TYLER PERRY’S THE MARRIAGE COUNSELOR: THE PLAY (LionsGate Home Entertainment): A filmed rendition of writer/producer/director Tyler Perry’s popular touring musical play, which focuses on a married couple contending with contemporary issues. This special-edition DVD, which includes cast interviews, retails for $19.98.

WALT DISNEY TREASURES: THE COMPLETE GOOFY (Walt Disney Studios Home Entertainment): A special- and limited-edition collection of more than 40 animated Disney shorts (dating from 1939-’61) showcasing the “greatest misadventures” of the bumbling but lovable Goofy. This two-disc set, which retails for $32.99, includes retrospective documentaries, rare behind-the-scenes footage, and plenty of goodies for the Goofy (and Disney) faithful.

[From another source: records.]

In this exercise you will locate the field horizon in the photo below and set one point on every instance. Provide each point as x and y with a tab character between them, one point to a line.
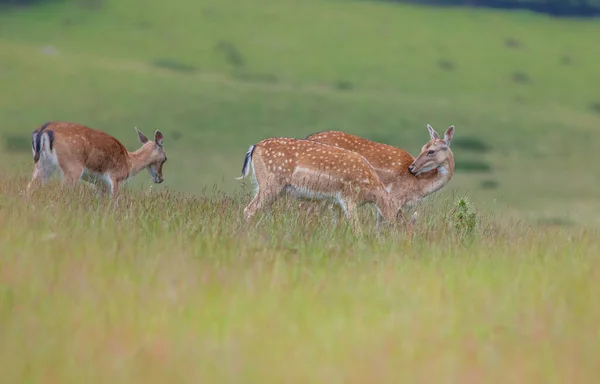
498	281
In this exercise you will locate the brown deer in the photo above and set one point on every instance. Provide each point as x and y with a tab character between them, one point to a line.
307	169
79	152
409	180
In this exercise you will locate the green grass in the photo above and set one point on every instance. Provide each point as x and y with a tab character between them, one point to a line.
172	287
217	76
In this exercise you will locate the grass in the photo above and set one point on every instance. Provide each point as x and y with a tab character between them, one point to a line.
217	76
171	287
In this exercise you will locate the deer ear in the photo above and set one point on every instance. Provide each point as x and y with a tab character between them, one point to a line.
142	137
449	135
158	137
432	133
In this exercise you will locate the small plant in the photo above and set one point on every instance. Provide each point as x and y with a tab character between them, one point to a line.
471	143
231	53
511	42
464	218
521	78
265	78
472	166
489	184
343	85
446	64
173	65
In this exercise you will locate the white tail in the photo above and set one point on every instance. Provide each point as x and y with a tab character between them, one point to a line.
307	169
80	152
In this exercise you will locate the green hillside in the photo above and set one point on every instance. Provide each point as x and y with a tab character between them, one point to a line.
217	76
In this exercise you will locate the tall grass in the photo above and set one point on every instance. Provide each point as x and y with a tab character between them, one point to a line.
172	288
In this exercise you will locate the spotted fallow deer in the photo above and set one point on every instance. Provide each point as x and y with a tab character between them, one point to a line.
307	169
409	180
79	152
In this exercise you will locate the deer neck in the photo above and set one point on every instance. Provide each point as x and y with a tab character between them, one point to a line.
434	181
139	160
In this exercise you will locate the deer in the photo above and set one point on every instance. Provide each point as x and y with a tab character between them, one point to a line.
408	179
82	153
306	169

WARNER BROS. HORROR DOUBLE FEATURES (Warner Home Video): It’s back to the “scary ’60s” with this pair of DVD twin bills: Carol Lynley and Gig Young (executing some fairly ridiculous judo moves) join Oliver Reed and Flora Robson in the loose 1967 HP Lovecraft adaptation of the The Shuttered Room (**), while a deliriously hammy Roddy McDowall resurrects the indestructible creature known as the Golem in 1966’s laughable It! (**); Patrick O’Neal plays a one-armed maniac at large in 19 th -century Baltimore in 1966’s Chamber of Horrors (**’½), which was originally intended for TV but deemed too violent, while the legendary Christopher Lee reprises one of his most popular roles, that of Sax Rohmer’s Asian criminal mastermind, in 1966’s The Brides of Fu Manchu (**’½), the second in a five-film Fu Manchu series produced by Harry Alan Towers. Each double-feature DVD retails for $19.98.